[Stable Diffusion] Prompt Sharing and Learning Thread

Gtg Gtg · Oct 28, 2023

Hi everyone, I was wondering if anybody knew the settings for kohya_ss for getting a realistic person, so face, body, everything? I tried many methods for "realism" online but they seem to fall short. I have a dataset of literally ~2000+ HQ images, some are professional images, while some are with phone cameras.
My current settings are here:
Batch 16 : Epoch 20 : Clip Skip 1 : all Learning Rates @ 0.0001 : Cosine Adafactor : No Warmup : 128 network/ 128 alpha
folder on 5 repeats e.g. 5_name

the 16 batch number was explained to me that since some of the images of my dataset is similar, I can make it 8, 16, 32 even and such

128 network so that I capture a lot of detail, and 128 alpha i'm not too sure, but I heard that the lower it is, the more flexible the AI?

devilkkw · Oct 28, 2023

Gtg Gtg said:
Hi everyone, I was wondering if anybody knew the settings for kohya_ss for getting a realistic person, so face, body, everything?

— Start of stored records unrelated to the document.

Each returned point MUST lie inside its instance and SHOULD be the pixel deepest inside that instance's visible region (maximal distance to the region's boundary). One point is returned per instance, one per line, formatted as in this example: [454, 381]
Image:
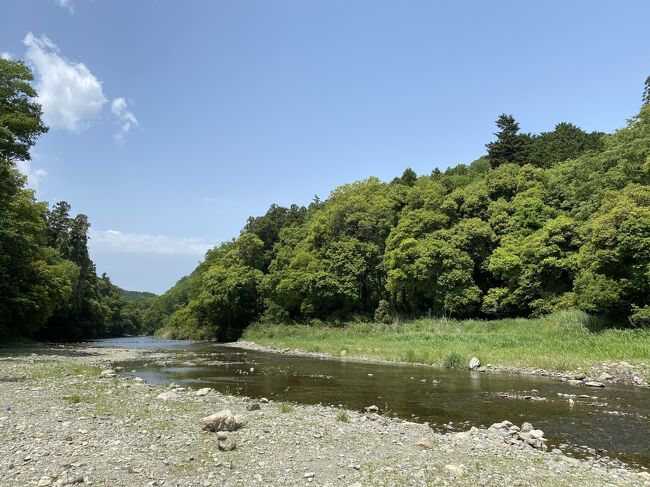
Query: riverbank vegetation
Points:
[49, 288]
[539, 224]
[563, 341]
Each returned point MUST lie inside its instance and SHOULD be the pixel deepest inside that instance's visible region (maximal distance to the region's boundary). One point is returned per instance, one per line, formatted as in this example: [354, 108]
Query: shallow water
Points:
[621, 428]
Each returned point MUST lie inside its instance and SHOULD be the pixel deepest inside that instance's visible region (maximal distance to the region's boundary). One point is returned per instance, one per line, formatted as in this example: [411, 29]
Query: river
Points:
[614, 421]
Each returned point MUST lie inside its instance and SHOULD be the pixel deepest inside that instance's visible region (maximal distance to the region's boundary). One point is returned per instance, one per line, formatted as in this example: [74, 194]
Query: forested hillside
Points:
[49, 288]
[541, 222]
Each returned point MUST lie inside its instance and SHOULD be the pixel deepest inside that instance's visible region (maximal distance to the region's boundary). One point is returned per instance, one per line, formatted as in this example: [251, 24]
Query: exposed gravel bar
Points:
[61, 424]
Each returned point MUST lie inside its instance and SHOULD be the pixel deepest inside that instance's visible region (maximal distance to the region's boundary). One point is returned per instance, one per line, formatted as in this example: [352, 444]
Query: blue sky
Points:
[172, 122]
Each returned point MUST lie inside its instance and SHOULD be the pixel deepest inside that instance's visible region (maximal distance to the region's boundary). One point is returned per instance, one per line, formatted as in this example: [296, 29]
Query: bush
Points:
[640, 317]
[383, 313]
[453, 361]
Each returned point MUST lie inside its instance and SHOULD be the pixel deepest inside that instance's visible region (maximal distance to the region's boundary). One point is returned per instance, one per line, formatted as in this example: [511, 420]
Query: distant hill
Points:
[137, 296]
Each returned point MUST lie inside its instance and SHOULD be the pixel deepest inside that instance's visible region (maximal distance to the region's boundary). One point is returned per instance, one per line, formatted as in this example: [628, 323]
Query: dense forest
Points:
[541, 222]
[49, 288]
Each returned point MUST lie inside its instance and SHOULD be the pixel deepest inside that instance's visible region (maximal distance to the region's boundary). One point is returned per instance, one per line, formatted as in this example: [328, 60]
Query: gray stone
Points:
[168, 396]
[223, 420]
[228, 444]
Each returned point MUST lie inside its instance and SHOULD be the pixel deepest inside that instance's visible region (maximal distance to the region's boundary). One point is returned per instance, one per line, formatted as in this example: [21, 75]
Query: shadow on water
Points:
[614, 420]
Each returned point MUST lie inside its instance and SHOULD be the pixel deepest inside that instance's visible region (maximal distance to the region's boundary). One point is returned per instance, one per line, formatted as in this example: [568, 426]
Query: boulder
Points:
[108, 374]
[425, 443]
[455, 470]
[223, 420]
[168, 396]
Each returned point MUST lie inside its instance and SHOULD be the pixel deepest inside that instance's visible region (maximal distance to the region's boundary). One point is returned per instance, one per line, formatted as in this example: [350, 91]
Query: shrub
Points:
[383, 313]
[453, 361]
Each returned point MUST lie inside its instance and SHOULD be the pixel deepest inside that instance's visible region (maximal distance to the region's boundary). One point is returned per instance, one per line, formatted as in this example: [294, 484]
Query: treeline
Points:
[49, 288]
[540, 223]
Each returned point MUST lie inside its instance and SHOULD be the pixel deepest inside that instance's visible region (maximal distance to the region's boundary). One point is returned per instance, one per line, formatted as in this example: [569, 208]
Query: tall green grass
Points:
[565, 340]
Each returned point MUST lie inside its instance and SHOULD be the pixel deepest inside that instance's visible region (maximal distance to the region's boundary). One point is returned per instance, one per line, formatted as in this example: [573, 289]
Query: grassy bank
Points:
[562, 341]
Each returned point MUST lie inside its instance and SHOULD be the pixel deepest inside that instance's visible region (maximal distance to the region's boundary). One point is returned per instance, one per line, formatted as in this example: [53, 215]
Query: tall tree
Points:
[20, 115]
[510, 146]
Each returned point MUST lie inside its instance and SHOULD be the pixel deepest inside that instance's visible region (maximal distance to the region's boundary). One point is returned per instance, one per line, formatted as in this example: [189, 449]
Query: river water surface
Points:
[614, 420]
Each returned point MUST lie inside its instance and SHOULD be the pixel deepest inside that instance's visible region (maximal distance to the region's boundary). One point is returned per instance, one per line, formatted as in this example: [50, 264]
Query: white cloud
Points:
[70, 94]
[125, 117]
[116, 241]
[34, 175]
[67, 4]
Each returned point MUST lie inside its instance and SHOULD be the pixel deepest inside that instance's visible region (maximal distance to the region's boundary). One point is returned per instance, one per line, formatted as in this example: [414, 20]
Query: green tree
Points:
[20, 116]
[510, 146]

I tried many methods for "realism" online but they seem to fall short. I have a dataset of literally ~2000+ HQ images, some are professional images, while some are with phone cameras.
My current settings are here:
Batch 16 : Epoch 20 : Clip Skip 1 : all Learning Rates @ 0.0001 : Cosine Adafactor : No Warmup : 128 network/ 128 alpha
folder on 5 repeats e.g. 5_name

the 16 batch number was explained to me that since some of the images of my dataset is similar, I can make it 8, 16, 32 even and such

128 network so that I capture a lot of detail, and 128 alpha i'm not too sure, but I heard that the lower it is, the more flexible the AI?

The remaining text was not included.